Geçtiğimiz 25 Kasım, “ Kadına Yönelik Şiddetin Ortadan Kaldırılması İçin, Uluslararası Mücadele Günü”ydü. Birleşmiş Milletler tarafından 17 Aralık 1999’ da benimsenen bu günün, acıklı bir öyküsü var:

 

“ 25 Kasım 1960’ ta Dominik Cumhuriyeti’nde diktatörlüğe karşı mücadele eden üç kız kardeşin; Patria, Minerva, Maria Mirabel’ in cesetleri bir uçurumun dibinde bulundu. Mirabel kardeşlerin, tecavüz edilerek vahşice öldürüldükleri ortaya çıktı. Ve onlar, diktatörlüğe karşı mücadelenin sembolü oldu. Bütün dünyada yankı bulan bu gelişmeler karşısında Birleşmiş Milletler tarafından 17 Aralık 1999’ da 25 Kasım’ın “ Kadına Yönelik Şiddetin Ortadan Kaldırılması İçin Uluslararası Mücadele Günü” olarak benimsenmesine karar verildi.”

 

Peki bu mücadele başarıya ulaştı mı? Ne yazık ki ne dünya da ne de ülkemizde “ Kadına Şiddet” bitmedi. İstatistiklere göre sadece ülkemizde son 10 yılda 2 bin 337 Kadın hayatını kaybetti. Faillerin ve maktullerin yüzde 46’ sının ilkokul mezunu olduğu belirlendi. Kadınların daha çok kendi ailelerindeki erkekler tarafından öldürüldükleri veya şiddete uğradıkları belirtiliyor. Kadına yönelik şiddet ve ayrımcılık sadece bizim ülkemizde değil, bütün dünyada sorun olmaya devam ediyor!
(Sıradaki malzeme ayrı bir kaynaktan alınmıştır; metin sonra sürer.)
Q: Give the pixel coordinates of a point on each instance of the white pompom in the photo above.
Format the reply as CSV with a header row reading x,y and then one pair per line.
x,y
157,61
Kadın bedeninin, kadın ruhunun, kadın haysiyetinin, paramparça edildiği, cinsel saldırılar ve cinselliği kadına karşı güç gösterisine dönüştüren erkek zorbalığına ve kadın cinayetlerine karşı, dünyadaki bütün kadınların kendine saygı adına tepki göstermesi yetmiyor artık!

 

Ghandi’ nin de dediği gibi; “ Kendimize olan saygımızı, eğer biz vermezsek, kimse elimizden alamaz!” Ama bence kadına yönelik erkek şiddetini önlemek için, gerçek anlamda mücadele; eğitim seviyesini yükseltmek ve yaptırımları ağırlaştırmaktan geçer. Caydırıcı yasalar ve cezalar, suçu işleyenin yanına kar kalmayacağını bilmesini de sağlar! Ama bu arada annelere ve babalara da büyük iş düşüyor. Evde kız ve erkek çocuklarına karşı eşit davranmalı, şiddeti ev içinde yaşatmamalı ve en önemlisi de çocuklarına sevgiyi ve hoşgörüyü öğretmeleridir. Daha sonra da okullarda bu eğitim verilmeli ve şiddet suçu işleyen öğrenciler ve varsa şiddet uygulayan öğretmenler rehabilitasyona alınmalıdır. Kısacası “ şiddet” toplumsal anlamda mücadele edilirse, ortadan kalkar! Aksi takdir de, insanlık bu “ utanç” tan kurtulamayacaktır!